Jodie is back with Part II of her three-part series on writing killer thrillers.
Writing a Killer Thriller, Part II
Some key techniques for writing a compelling suspense-thriller…or any other page-turner.
In Part I of this series, I offered some tips for creating a killer opening; staging intriguing, complex characters; and engaging your reader in your hero’s story through a tight, riveting point of view. Those techniques, used well, will set the stage and grab your readers early on, making them bond quickly with your hero, and start worrying about his plight.
How to keep your readers involved right through to the end of the book? Plan for conflict, tension and suspense on every page, and deliver it with a tight, to-the-point writing style. Don’t allow your reader’s attention to wander for a moment!
“Once the inciting incident threatens the protagonist, the writer’s job is to prolong the trepidation for as long as possible.” (J.P. Morrell)
Plan a riveting plot, with lots of conflict and tension.
Conflict drives all fiction. And more conflict and higher stakes are of course necessary for a successful thriller.
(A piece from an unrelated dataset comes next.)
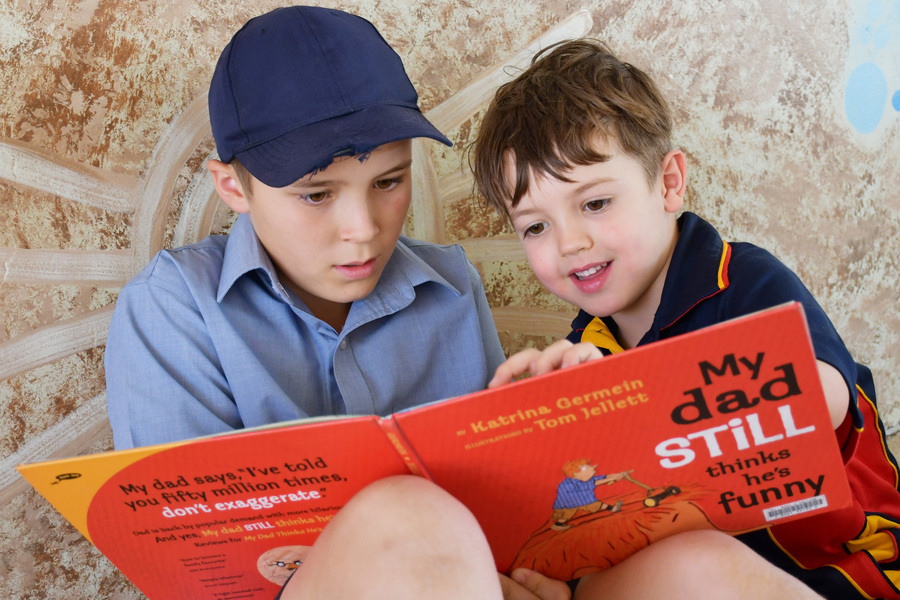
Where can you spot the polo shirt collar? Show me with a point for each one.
(698, 269)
Put your protagonist in hot water right away. Then up the stakes and create more problems for him. Then more.
As James N Frey says, “Have your characters in terrible trouble right from the beginning, and never let them get free of terrible trouble until the climax. Keep the clock ticking and the excitement mounting right to the climactic moment.”
Unlike some other genres, in a thriller, you need high stakes and an urgent mission, and you need to keep the plot moving along briskly. Don’t bog it down with explanations and digressions and backstory. Add those in in small doses, marbling them into your story only when needed. And color any exposition (internal monologue) with plenty of tension, anxiety, inner conflict, questions, all expressed with a distinctive voice and lots of attitude.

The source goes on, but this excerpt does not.